SCIENTIFIC DIRECTORS
 


Christophe Benoist
Grove-Rasmussen Professor, Harvard Medical School
Christophe Benoist is a molecular immunologist, currently a Professor of Microbiology and Immunobiology at Harvard Medical School.

He initially trained in France, obtaining an M.D. from the Université de Paris – Bichat/Beaujon and a Ph.D. with P. Chambon at the Université Louis Pasteur, Strasbourg, followed by postdoctoral studies at Stanford University. He returned to France in 1983 to establish an Immunology research laboratory at the Institut de Génétique et de Biologie Moléculaire et Cellulaire (IGBMC) in Strasbourg, in conjunction with Dr. Diane Mathis. In 1999 the lab moved to Harvard Medical School, first at the Joslin Diabetes Center, then at the Pathology Department, now the Department of Microbiology and Immunobiology. He is also an Associate Faculty Member of The Broad Institute, and Affiliated Faculty of the Harvard Stem Cell Institute. He plays a leadership role in the Immunological Genome Project consortium, and serves or has served on the Advisory Boards of the Diabetes TrialNet, the Centre d’Immunologie de Marseille-Luminy, the Walter and Elisa Hall Institute, Phenomix, Peptimmune and Tempero Pharmaceuticals. Dr. Benoist was elected to the French Académie des Sciences in 1999, and to the US National Academy of Sciences in 2005.

The Benoist/Mathis lab works in the fields of T cell tolerance and autoimmunity, attempting to decipher the molecular and cellular mechanisms that control T cell differentiation, the acquisition and maintenance of immunological tolerance or its failure in autoimmune diseases.


Joshua Boger, Ph.D.
Founder and CEO
Vertex Pharmaceuticals Incorporated
Dr. Joshua Boger is the founder of Vertex Pharmaceuticals Incorporated (NASDAQ: VRTX) and the Executive Chairman of Alkeus Pharmaceuticals, Inc. He retired as Vertex’s Chief Executive Officer in May 2009, after over 20-years with the company. He continues to serve on the Vertex Board. Prior to founding Vertex in 1989, Dr. Boger held the position of Senior Director of Basic Chemistry at Merck Sharp & Dohme Research Laboratories in Rahway, N.J., where he headed both the Departments of Biophysical Chemistry and Medicinal Chemistry of Immunology & Inflammation. During his ten years at Merck, Dr. Boger developed an international reputation in the application of computer modeling to the chemistry of drug design and was a pioneer in the use of structure-based rational drug design as the basis for drug discovery programs.

Dr. Boger holds a bachelor of arts in Chemistry and Philosophy from Wesleyan University (Connecticut) and a master's and doctorate degrees in Chemistry from Harvard University. His postdoctoral research in molecular recognition was performed in the laboratories of the Nobel-prize winning chemist, Jean-Marie Lehn in Strasbourg, France. He is the author of over 50 scientific publications, holds 32 issued U.S. patents in pharmaceutical discovery and development. He was named one of forty “Technology Pioneers” worldwide for the 2003 World Economic Forum in Davos, Switzerland.

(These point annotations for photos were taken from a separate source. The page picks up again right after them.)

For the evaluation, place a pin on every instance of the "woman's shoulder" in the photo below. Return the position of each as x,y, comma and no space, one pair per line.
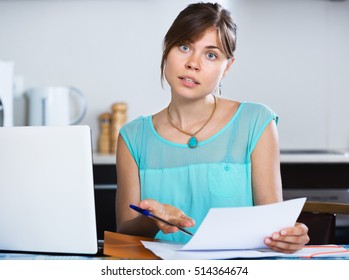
258,111
134,124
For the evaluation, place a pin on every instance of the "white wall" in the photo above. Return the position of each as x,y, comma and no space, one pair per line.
292,55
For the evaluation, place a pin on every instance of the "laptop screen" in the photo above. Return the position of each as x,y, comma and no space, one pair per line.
47,190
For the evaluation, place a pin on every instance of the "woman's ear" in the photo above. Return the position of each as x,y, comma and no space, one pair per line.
229,64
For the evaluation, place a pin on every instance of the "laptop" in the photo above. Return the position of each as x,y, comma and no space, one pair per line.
47,190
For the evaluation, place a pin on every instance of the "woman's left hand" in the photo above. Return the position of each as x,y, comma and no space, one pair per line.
288,240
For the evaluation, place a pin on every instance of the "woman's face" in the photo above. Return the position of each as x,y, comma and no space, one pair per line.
194,69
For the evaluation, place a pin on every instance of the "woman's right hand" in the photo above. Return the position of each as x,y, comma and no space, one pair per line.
168,213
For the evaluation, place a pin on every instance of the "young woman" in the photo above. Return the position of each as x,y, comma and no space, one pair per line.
202,150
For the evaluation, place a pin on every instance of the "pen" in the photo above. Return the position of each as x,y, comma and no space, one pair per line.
149,214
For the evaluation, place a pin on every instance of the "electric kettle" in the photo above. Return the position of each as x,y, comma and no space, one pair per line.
50,106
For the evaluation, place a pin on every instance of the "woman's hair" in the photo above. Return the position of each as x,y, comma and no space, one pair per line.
193,21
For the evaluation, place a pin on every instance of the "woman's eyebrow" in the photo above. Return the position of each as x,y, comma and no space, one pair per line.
213,48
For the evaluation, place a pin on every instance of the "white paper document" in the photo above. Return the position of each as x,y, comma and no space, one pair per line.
244,227
238,228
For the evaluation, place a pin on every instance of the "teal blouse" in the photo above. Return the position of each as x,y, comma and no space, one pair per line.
217,173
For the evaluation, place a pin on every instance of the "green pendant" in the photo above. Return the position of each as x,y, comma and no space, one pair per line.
193,142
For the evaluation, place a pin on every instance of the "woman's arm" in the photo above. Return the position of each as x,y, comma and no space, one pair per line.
267,188
128,192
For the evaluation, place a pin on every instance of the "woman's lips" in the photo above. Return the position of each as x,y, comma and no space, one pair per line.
189,82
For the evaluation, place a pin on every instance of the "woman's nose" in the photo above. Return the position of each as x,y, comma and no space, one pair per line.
193,63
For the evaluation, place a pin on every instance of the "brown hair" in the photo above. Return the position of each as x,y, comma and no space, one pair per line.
193,21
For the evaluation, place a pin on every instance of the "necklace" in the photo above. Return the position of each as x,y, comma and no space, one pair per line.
193,141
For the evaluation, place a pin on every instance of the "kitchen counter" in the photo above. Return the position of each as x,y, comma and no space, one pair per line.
286,156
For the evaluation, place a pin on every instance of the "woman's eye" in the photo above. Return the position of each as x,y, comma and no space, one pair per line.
184,48
211,56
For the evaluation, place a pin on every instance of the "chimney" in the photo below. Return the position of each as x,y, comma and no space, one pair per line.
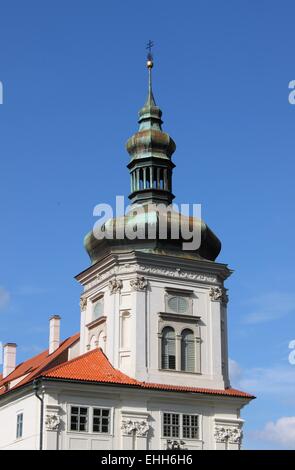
54,333
9,358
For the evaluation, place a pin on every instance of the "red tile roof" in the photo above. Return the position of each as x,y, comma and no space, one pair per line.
92,366
34,366
95,367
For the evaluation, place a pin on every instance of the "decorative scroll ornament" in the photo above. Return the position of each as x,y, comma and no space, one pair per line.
171,445
52,422
115,285
217,294
231,434
139,283
83,303
141,428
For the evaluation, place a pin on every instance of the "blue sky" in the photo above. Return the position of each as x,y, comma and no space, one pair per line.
74,78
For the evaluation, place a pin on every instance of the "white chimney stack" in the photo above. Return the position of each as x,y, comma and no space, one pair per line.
54,333
9,358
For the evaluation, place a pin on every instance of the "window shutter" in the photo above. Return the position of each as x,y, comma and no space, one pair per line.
168,348
188,351
98,309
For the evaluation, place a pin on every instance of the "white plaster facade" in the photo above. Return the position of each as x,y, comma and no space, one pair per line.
135,286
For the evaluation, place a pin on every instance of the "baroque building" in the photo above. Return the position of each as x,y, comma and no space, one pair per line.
149,367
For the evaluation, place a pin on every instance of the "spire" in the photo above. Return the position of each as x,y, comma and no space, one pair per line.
150,150
150,114
150,63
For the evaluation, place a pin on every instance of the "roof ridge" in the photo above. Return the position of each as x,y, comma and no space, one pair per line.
30,375
77,358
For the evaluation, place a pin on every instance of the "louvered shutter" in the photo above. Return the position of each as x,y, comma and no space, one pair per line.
168,348
187,351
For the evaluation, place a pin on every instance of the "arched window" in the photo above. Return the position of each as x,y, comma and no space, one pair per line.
187,351
168,348
92,342
101,340
178,304
98,308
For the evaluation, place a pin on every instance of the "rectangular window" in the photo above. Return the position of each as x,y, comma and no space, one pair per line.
19,425
79,418
190,427
188,430
171,425
101,420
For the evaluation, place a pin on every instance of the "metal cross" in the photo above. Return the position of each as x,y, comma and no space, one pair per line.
149,46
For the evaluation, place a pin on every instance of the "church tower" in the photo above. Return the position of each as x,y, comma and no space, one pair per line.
149,368
156,310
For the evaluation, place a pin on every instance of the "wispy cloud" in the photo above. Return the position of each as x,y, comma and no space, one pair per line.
4,298
270,306
280,432
277,381
32,290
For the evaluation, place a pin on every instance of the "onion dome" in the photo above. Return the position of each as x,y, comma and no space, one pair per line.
150,150
150,168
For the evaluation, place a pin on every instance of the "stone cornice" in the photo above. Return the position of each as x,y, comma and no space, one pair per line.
122,263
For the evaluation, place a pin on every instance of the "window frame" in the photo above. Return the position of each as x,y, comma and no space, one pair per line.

Dr. Boger is Chair of the Board of Trustees of Wesleyan University (Middletown, CT), Vice-Chair of the Museum of Science (Boston) and Chair of the Board of the Celebrity Series (Boston’s premier performing arts presenter). He serves on several additional non-profit Boards including the Board of Fellows of Harvard Medical School (where he is Chair Emeritus), The Hastings Center (the leading independent bioethics research institute, located in Garrison, NY), the American Civil Liberties Union of Massachusetts Foundation, NEHI - The Network for Healthcare Innovation (where he is Chair Emeritus; NEHI is a non-profit, healthcare-policy research organization based in Cambridge, MA), MassChallenge (the world’s largest business plan competition), the Science Advisory Council of WGBH (public broadcasting’s leading station, Boston), the Massachusetts Workforce Investment Board, the Massachusetts Life Sciences Center, the Whitehead Institute for Biomedical Research (Cambridge, MA), the Harvard College Overseers’ Committees to Visit the Business School and to the Department of Molecular & Cell Biology and the MIT Corporation Visiting Committees to the Department of Biology and to the MIT-Harvard Division of Health Sciences & Technology (HST).